Celebre, discussa e criticata la sentenza di Firenze sul caso del professor Massimo: condannato per il reato di omicidio preterintenzionale per aver sottoposto un’anziana paziente ad un intervento chirurgico demolitivo (resezione addomino-perineale con necessaria colostomia sinistra) non concordato né consentito ed in completa assenza di necessità ed urgenza terapeutica in grado di giustificarlo. Alla condanna è seguita l’inevitabile radiazione dall’albo professionale.

Questo caso ed altri successivi, dai caratteri più o meno analoghi, hanno posto e pongono tuttora problemi, problematiche e problematicità dottrinali, giuridiche e medico-legali di non agevole soluzione.

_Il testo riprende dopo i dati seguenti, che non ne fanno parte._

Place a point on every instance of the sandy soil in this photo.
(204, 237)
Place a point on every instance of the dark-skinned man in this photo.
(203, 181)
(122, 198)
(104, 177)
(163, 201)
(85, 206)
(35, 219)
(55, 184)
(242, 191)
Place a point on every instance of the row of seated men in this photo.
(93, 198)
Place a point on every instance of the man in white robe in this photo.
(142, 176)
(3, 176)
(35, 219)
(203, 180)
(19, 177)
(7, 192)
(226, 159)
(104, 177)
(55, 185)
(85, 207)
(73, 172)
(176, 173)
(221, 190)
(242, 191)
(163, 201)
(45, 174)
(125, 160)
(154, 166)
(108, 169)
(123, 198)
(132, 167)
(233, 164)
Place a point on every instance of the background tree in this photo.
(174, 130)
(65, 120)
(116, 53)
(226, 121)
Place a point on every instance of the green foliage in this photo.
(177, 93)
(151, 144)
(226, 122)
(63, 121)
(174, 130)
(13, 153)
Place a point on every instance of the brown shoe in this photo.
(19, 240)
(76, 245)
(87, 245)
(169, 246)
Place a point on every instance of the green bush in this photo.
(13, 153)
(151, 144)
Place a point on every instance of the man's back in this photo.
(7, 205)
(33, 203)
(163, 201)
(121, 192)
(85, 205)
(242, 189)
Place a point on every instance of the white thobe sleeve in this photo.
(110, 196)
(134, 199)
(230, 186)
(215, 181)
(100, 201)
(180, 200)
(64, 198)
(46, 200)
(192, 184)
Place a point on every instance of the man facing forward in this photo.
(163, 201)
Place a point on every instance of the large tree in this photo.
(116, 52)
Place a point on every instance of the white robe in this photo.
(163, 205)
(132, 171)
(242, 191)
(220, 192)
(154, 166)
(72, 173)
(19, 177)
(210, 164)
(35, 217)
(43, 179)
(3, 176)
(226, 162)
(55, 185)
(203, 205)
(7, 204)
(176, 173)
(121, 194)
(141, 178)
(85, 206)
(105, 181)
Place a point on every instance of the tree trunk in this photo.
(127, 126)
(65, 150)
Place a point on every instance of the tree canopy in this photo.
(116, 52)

Il consenso informato è alla base del rapporto medico-paziente e non può prescindere dall’evoluzione che quest’ultimo ha avuto nel tempo, per cui si è passati da una situazione di paternalismo del medico ad una di centralità del paziente, che gode della più piena autonomia, in ottemperanza soprattutto agli articoli 13 e 32 della Costituzione che affermano rispettivamente: La libertà personale è inviolabile. Non è ammessa forma alcuna di detenzione, di ispezione e perquisizione personale, né qualsiasi altra restrizione della libertà personale, se non per atto motivato dall’autorità giudiziaria e nei soli casi e modi previsti dalla legga, e che nessuno può essere obbligato ad un determinato trattamento sanitario se non per disposizioni di legge; la legge non può in alcun caso violare i limiti imposti dal rispetto della persona umana.

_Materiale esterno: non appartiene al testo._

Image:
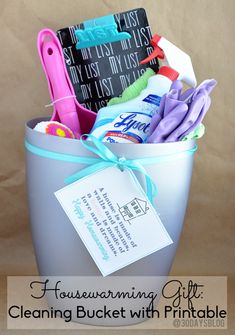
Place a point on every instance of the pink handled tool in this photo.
(66, 109)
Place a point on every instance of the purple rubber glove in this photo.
(196, 113)
(168, 124)
(179, 113)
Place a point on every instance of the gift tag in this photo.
(114, 218)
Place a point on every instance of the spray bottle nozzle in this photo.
(172, 57)
(157, 51)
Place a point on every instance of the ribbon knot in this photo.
(106, 158)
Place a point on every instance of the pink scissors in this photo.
(66, 108)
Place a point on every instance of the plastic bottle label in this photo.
(153, 99)
(129, 127)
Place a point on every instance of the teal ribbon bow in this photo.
(107, 159)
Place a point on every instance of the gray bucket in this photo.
(58, 248)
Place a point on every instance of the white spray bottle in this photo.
(173, 57)
(129, 122)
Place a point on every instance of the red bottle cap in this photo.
(157, 51)
(168, 72)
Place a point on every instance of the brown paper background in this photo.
(203, 28)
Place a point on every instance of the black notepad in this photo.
(101, 72)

Quindi è necessario spendere opportunamente il giusto tempo nell’informativa all’assistito, ricordando sempre e comunque che l’atto di consenso espresso con firma non deve essere mai considerato sostitutivo del colloquio informativo, bensì integrativo e idoneo a tutelare la legittimità del percorso qualora fossero implicati procedimenti giudiziari.